PhD positions CLCG (2.0 FTE)

Updated: over 1 year ago
Job Type: Temporary
Deadline: 16 Jan 2023

Applications are invited for two fully funded, four-year PhD positions within the research project “Graphs and Ontologies for Literary Evolution Models” (GOLEM), financed by an ERC Starting Grant and coordinated by the Principal Investigator (PI), dr. Federico Pianzola.

Millions of stories are shared on online platforms such as Wattpad, AO3, and Fanfiction.net, combined with readers' reactions and comments on these stories. The GOLEM project will analyze stories and their responses gathered from sites in five different languages – English, Spanish, Italian, Korean and Indonesian. This analysis can provide a wealth of information about the characters in a story, the genre, what a story is about, how a story is constructed, what themes are covered, as well as what readers from different countries and cultures find important in a story.

What elements in a story are meaningful to the reader? What makes a story get read, and what do readers value in a story? The information we collect with this research makes it possible, with the help of computer models, to find answers to these kinds of questions. The goal is to test hypotheses about cultural evolution and develop a methodology that can also be applied to books from other periods in history. In this way, we can study the evolution of fiction over the centuries, and gain unprecedented insight into something as old as humanity itself: storytelling
The project will hire two PhD students, who will work together with the PI and two postdocs. The PhDs will work principally in Groningen but will spend some time in South Korea or Indonesia for field work.

This PhD project offers a unique opportunity to work in an international research environment as well as to acquire valuable teaching experience: the PhD candidate is expected to conduct 0.24 fte teaching during the second, third and fourth year of their appointment (0.08 fte yearly).

The PhD Project
In collaboration with the other team members, you will work on your own multilingual and cross-cultural research project. The project is very interdisciplinary, combining computational methods for the analysis of culture and psychometric experiments with readers. The focus will be on changes over a time span of 20 years in how people write (fanfiction) stories, in terms of themes, tropes, and style. In parallel, you will also look at how these changes influence the reception of stories. You will learn skills related to database management, linked data, data science, machine learning, and experimental design for reading research.
You will be asked to:

- complete a dissertation on linguistic and aesthetic changes over time in online fanfiction.

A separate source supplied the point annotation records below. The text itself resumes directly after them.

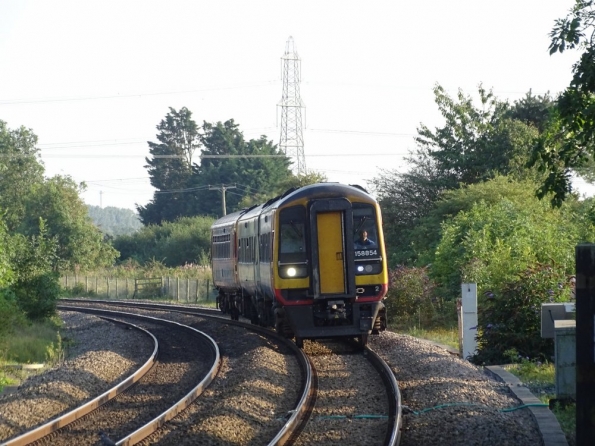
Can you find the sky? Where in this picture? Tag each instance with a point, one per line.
(93, 79)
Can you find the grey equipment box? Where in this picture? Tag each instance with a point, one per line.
(554, 312)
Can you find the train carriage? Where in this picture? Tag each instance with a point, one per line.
(311, 263)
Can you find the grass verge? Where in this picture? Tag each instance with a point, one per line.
(539, 378)
(31, 344)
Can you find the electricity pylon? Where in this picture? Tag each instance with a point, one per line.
(292, 139)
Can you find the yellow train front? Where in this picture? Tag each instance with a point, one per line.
(312, 264)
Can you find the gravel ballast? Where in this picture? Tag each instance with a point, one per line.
(450, 401)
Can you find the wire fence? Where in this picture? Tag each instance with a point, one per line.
(167, 288)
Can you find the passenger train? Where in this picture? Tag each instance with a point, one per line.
(310, 263)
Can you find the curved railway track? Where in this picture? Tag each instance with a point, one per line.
(289, 425)
(186, 362)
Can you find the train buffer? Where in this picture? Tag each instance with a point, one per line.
(148, 287)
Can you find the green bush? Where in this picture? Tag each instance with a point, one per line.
(185, 241)
(37, 284)
(510, 320)
(411, 300)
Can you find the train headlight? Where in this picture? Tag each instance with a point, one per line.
(293, 271)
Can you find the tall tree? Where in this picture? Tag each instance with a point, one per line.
(254, 169)
(170, 167)
(569, 142)
(474, 144)
(20, 168)
(80, 244)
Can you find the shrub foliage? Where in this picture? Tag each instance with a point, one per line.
(511, 319)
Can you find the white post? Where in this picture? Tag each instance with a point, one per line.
(469, 323)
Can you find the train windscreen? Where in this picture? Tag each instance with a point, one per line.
(292, 235)
(365, 236)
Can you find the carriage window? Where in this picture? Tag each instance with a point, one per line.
(365, 234)
(292, 237)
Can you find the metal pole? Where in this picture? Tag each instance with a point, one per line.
(585, 342)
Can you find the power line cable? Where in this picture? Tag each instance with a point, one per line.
(135, 95)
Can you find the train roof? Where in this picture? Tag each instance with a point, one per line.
(322, 189)
(310, 191)
(229, 218)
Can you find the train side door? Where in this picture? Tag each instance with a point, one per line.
(333, 272)
(331, 257)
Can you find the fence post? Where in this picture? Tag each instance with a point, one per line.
(585, 343)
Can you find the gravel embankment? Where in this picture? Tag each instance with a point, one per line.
(428, 377)
(100, 355)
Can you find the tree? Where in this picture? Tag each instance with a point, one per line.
(426, 234)
(20, 168)
(255, 168)
(171, 167)
(37, 282)
(491, 243)
(473, 145)
(80, 243)
(569, 142)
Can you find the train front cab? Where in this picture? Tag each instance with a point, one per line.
(330, 286)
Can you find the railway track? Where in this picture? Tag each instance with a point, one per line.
(183, 363)
(294, 418)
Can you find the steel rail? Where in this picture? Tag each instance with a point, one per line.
(70, 417)
(303, 407)
(153, 425)
(395, 417)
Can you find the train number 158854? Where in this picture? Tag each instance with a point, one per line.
(366, 253)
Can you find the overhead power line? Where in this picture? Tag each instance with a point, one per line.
(136, 95)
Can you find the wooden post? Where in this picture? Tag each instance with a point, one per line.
(585, 343)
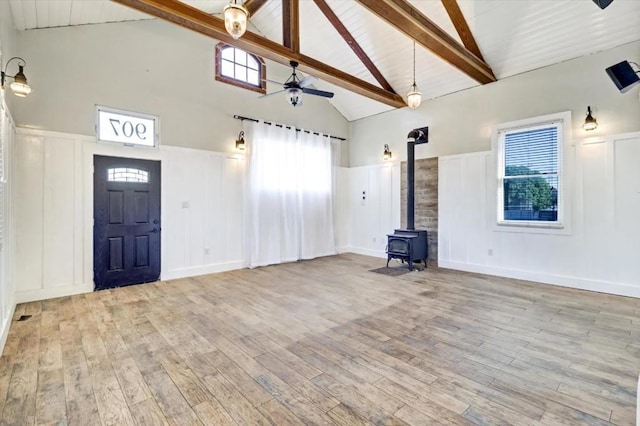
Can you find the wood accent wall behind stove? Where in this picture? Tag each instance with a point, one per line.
(426, 199)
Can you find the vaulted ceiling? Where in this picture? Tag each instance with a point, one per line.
(363, 49)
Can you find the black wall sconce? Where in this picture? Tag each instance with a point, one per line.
(19, 85)
(623, 76)
(590, 123)
(240, 145)
(386, 155)
(603, 3)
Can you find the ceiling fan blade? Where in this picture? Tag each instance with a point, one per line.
(307, 81)
(317, 92)
(269, 94)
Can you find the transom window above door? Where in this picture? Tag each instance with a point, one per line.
(125, 174)
(239, 68)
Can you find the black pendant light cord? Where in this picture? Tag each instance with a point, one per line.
(414, 65)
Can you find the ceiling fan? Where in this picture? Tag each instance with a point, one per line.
(294, 87)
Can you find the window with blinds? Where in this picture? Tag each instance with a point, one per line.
(529, 175)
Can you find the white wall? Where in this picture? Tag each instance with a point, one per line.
(153, 67)
(462, 122)
(201, 211)
(8, 213)
(7, 204)
(364, 223)
(600, 253)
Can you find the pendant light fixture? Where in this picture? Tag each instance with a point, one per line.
(414, 98)
(590, 123)
(386, 155)
(235, 19)
(240, 145)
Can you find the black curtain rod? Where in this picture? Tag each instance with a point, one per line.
(241, 118)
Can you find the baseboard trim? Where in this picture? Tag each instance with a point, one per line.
(51, 293)
(363, 251)
(201, 270)
(559, 280)
(4, 334)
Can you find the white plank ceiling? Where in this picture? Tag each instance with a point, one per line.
(514, 36)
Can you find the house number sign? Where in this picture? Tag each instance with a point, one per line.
(129, 128)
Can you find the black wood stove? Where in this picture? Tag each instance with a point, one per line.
(410, 245)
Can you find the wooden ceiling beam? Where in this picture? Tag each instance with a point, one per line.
(254, 5)
(352, 43)
(460, 23)
(196, 20)
(409, 20)
(291, 24)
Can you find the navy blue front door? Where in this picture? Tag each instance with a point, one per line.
(126, 230)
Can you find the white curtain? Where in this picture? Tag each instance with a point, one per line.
(288, 203)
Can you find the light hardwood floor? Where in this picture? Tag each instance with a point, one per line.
(324, 342)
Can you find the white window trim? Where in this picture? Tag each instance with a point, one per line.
(565, 176)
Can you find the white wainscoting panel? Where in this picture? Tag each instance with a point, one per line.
(202, 212)
(373, 207)
(7, 204)
(599, 253)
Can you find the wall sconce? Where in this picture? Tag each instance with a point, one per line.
(240, 142)
(590, 123)
(387, 153)
(235, 19)
(19, 85)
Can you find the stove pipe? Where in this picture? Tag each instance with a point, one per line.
(415, 137)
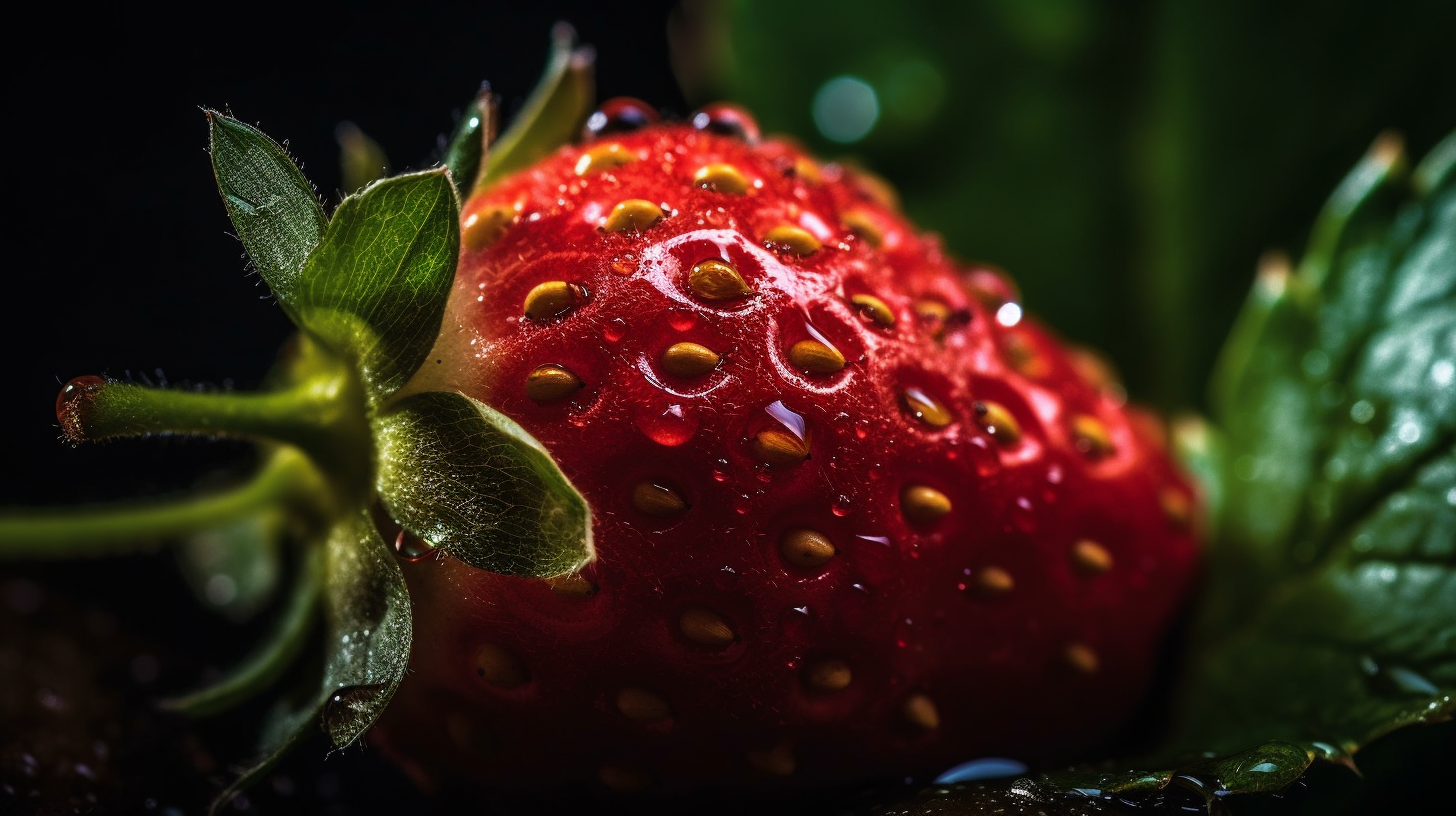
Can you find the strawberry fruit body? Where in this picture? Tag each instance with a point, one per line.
(855, 515)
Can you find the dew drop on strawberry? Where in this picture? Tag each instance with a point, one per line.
(727, 120)
(670, 424)
(622, 114)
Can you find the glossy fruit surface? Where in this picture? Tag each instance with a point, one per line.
(855, 513)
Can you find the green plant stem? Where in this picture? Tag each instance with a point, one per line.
(297, 416)
(274, 653)
(286, 478)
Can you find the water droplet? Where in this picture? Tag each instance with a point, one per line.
(670, 426)
(411, 547)
(1443, 372)
(622, 114)
(1009, 314)
(1410, 432)
(351, 707)
(623, 264)
(727, 120)
(682, 319)
(977, 770)
(794, 423)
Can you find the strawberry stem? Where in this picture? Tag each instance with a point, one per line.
(287, 478)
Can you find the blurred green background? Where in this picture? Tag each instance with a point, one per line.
(1127, 162)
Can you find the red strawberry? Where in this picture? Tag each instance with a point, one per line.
(855, 515)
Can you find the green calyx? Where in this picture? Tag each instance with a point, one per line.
(347, 455)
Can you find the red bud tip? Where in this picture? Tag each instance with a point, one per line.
(73, 405)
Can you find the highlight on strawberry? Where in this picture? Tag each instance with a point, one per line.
(639, 456)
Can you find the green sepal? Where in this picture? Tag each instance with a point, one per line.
(552, 115)
(273, 206)
(374, 289)
(1330, 611)
(472, 139)
(361, 159)
(273, 654)
(366, 638)
(235, 567)
(473, 483)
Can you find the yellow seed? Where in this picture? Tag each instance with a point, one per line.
(657, 500)
(862, 225)
(500, 668)
(572, 585)
(639, 704)
(874, 309)
(781, 449)
(805, 169)
(993, 582)
(721, 178)
(1177, 506)
(622, 778)
(934, 314)
(1091, 558)
(1081, 659)
(689, 360)
(551, 382)
(925, 408)
(634, 214)
(603, 158)
(920, 713)
(776, 761)
(485, 226)
(552, 299)
(717, 280)
(998, 421)
(805, 548)
(795, 239)
(816, 357)
(827, 675)
(1091, 437)
(706, 627)
(923, 504)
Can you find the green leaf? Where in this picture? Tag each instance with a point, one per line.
(466, 150)
(271, 204)
(361, 159)
(1331, 605)
(374, 289)
(469, 480)
(554, 112)
(367, 638)
(273, 656)
(235, 567)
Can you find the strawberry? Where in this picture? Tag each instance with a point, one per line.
(671, 458)
(856, 515)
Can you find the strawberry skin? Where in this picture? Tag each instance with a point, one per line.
(855, 515)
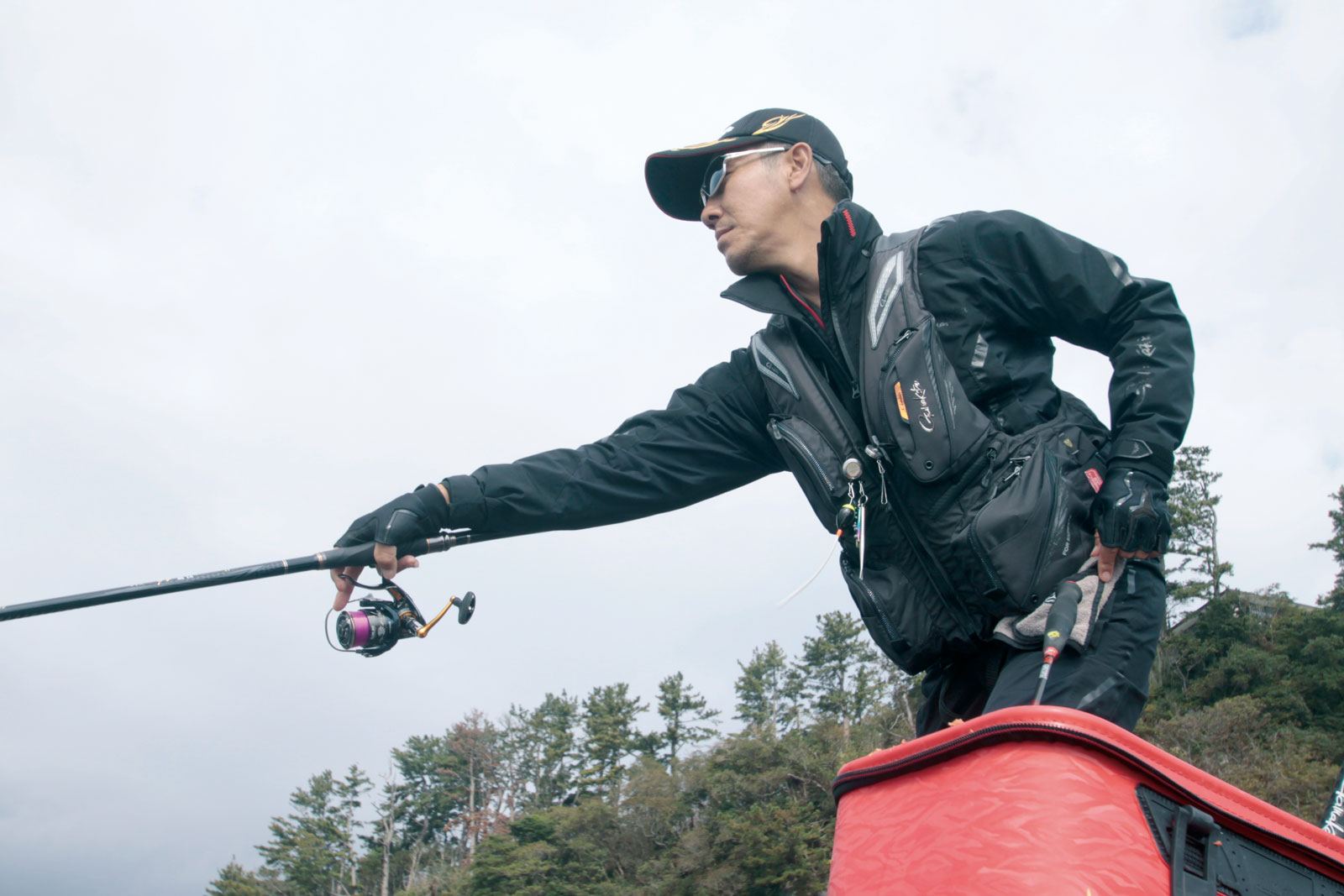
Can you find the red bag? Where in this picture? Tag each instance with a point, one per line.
(1042, 801)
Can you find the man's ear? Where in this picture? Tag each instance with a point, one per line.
(797, 160)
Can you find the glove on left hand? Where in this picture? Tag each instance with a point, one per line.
(1131, 512)
(416, 515)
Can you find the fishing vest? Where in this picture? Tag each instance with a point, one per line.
(964, 523)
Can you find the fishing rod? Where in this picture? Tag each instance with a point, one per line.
(370, 631)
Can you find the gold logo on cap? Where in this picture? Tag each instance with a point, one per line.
(774, 123)
(703, 145)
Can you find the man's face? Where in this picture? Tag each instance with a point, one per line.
(746, 214)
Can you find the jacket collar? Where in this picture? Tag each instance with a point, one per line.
(843, 264)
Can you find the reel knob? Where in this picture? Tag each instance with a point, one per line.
(465, 607)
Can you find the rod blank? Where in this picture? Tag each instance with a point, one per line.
(335, 558)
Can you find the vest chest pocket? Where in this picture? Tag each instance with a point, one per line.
(1030, 533)
(813, 463)
(924, 407)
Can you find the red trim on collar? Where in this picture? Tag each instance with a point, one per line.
(811, 311)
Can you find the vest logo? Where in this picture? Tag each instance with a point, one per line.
(774, 123)
(925, 411)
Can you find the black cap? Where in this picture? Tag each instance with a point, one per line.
(675, 175)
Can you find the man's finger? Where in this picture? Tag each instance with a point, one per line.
(385, 558)
(343, 587)
(1105, 563)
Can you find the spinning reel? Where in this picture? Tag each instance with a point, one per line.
(378, 625)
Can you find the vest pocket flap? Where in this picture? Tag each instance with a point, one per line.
(924, 407)
(813, 463)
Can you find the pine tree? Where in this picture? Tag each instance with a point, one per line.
(427, 806)
(768, 691)
(842, 671)
(609, 736)
(1194, 508)
(542, 741)
(235, 882)
(680, 708)
(1335, 598)
(307, 846)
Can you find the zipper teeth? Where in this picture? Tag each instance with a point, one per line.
(1045, 539)
(873, 600)
(933, 380)
(980, 553)
(855, 778)
(882, 375)
(797, 443)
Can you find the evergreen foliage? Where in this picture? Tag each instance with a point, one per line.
(1335, 544)
(575, 797)
(1195, 569)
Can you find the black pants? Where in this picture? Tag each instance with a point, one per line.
(1109, 679)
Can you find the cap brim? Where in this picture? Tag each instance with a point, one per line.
(675, 176)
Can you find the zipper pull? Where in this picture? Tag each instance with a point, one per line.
(990, 468)
(875, 453)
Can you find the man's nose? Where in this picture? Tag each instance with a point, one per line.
(711, 212)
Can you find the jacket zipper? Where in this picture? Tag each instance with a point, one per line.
(1050, 524)
(882, 376)
(873, 600)
(954, 490)
(781, 432)
(937, 577)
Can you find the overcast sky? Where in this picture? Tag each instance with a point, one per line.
(265, 266)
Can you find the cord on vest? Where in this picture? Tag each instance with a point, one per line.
(824, 563)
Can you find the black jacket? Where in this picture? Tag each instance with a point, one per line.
(1000, 285)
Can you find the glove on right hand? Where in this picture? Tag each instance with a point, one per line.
(1131, 512)
(416, 515)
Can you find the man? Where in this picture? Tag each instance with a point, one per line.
(905, 380)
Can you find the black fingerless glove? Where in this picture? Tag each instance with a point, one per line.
(416, 515)
(1131, 512)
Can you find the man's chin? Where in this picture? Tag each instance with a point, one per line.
(739, 264)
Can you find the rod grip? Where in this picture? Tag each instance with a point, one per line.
(362, 555)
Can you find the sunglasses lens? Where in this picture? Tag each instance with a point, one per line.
(712, 177)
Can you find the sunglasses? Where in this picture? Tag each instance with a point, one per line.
(719, 170)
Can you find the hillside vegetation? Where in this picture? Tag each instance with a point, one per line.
(575, 797)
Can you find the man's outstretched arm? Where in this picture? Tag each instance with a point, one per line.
(709, 439)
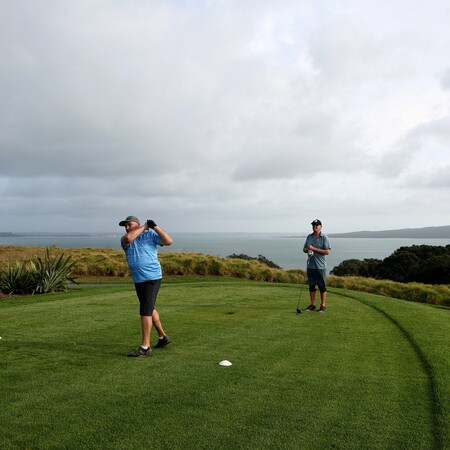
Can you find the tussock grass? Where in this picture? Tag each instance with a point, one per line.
(108, 263)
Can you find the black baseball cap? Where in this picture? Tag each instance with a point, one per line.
(129, 219)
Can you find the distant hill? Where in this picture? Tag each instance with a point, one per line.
(406, 233)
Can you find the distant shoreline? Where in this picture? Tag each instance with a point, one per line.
(440, 232)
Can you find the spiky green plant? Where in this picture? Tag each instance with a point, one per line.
(43, 275)
(52, 274)
(17, 279)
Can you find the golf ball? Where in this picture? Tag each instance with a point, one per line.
(225, 363)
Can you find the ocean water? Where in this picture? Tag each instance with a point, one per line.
(283, 249)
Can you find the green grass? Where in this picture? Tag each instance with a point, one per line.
(371, 372)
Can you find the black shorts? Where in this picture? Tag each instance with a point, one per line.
(147, 292)
(317, 276)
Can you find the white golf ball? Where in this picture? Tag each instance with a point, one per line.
(225, 363)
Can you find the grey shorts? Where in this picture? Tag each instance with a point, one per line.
(317, 277)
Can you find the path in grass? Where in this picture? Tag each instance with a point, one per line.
(349, 378)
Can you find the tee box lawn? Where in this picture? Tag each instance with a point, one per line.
(371, 372)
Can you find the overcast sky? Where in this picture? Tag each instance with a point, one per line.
(226, 115)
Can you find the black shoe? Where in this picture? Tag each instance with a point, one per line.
(141, 352)
(163, 342)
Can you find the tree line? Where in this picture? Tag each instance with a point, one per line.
(427, 264)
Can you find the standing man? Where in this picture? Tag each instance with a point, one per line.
(317, 246)
(140, 246)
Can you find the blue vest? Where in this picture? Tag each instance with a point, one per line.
(142, 257)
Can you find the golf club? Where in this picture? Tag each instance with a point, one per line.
(305, 279)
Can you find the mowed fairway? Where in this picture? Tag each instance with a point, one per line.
(369, 373)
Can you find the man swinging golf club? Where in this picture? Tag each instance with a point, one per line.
(140, 246)
(317, 243)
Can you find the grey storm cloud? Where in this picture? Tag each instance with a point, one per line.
(207, 110)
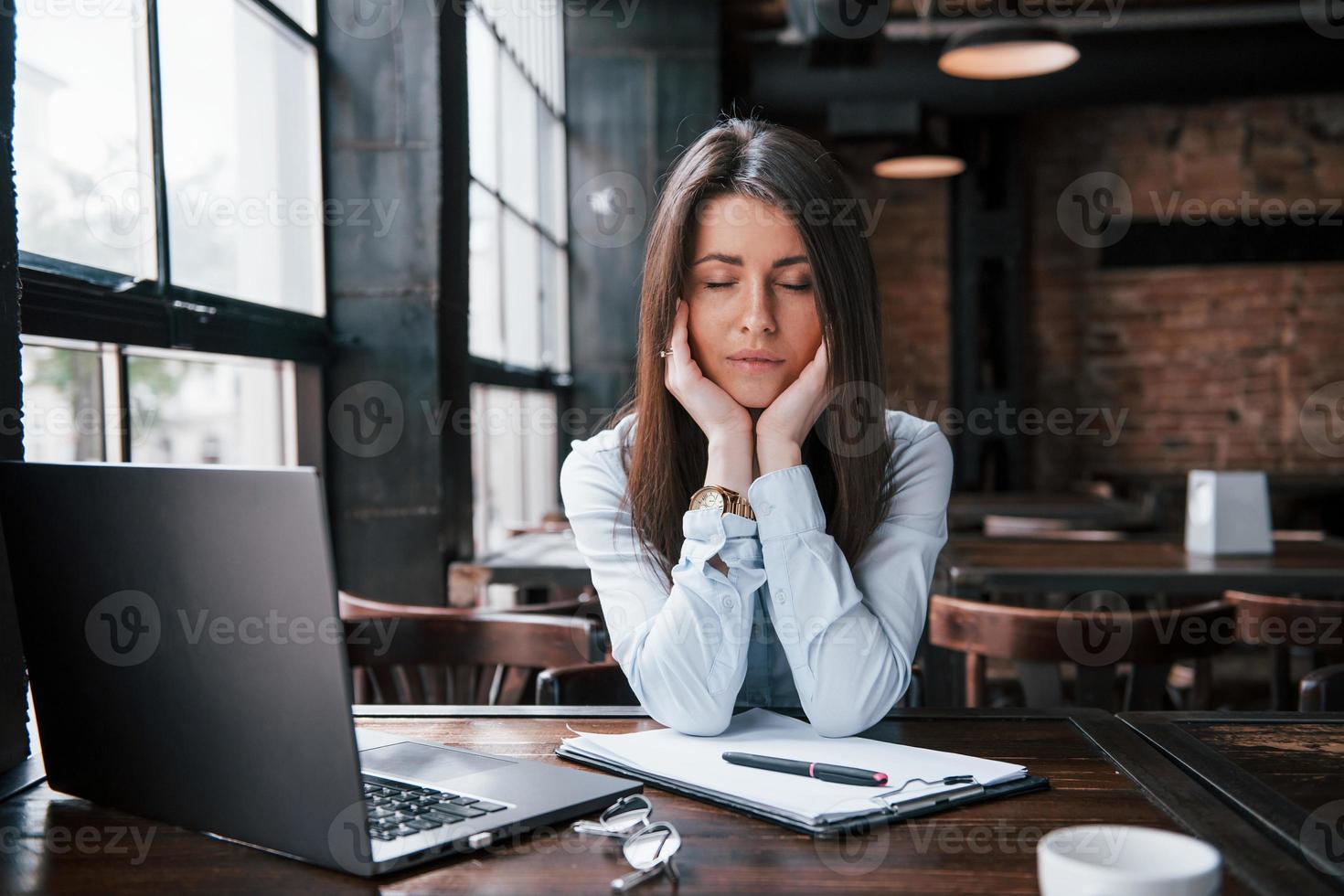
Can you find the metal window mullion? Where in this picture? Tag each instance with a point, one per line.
(123, 400)
(156, 119)
(288, 22)
(517, 212)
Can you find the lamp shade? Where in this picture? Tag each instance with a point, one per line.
(997, 53)
(918, 157)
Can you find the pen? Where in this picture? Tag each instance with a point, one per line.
(818, 770)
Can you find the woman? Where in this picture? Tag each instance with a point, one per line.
(809, 515)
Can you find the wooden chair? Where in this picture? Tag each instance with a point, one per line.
(603, 684)
(1040, 641)
(1323, 690)
(443, 655)
(591, 684)
(1283, 624)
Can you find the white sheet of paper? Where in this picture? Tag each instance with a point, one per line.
(698, 761)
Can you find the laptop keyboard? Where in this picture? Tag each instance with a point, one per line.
(400, 810)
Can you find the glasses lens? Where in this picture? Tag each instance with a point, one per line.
(628, 813)
(652, 845)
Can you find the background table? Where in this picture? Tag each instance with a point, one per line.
(972, 567)
(1283, 770)
(966, 511)
(535, 559)
(1100, 770)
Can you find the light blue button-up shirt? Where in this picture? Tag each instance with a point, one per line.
(791, 624)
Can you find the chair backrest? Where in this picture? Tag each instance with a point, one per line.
(1323, 690)
(413, 655)
(1293, 623)
(1029, 527)
(1094, 641)
(592, 684)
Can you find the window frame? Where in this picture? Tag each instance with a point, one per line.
(489, 371)
(66, 300)
(485, 371)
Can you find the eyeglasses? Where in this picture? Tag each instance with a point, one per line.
(649, 848)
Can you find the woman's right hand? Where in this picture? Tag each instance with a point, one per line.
(718, 415)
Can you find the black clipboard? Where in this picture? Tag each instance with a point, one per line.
(934, 804)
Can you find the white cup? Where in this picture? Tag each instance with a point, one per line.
(1125, 860)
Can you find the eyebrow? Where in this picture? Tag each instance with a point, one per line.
(737, 260)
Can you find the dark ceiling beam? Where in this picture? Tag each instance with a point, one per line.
(1115, 68)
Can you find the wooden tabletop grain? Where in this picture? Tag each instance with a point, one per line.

The dissertation may take the form of a book or a series of (co-authored) journal articles, in English
- collect data from websites independently as well as together with the principal investigator and other team members
- co-organize small-scale, targeted reading experiments in one case-study area (South Korea, Indonesia)
- co-organize research meetings within the Center for Language and Cognition and the Center for Digital Humanities
- contribute to the project’s public outreach and social media activities
- participate, limitedly, in the teaching as part of the regular curriculum of Digital Humanities and Communication and Information Science.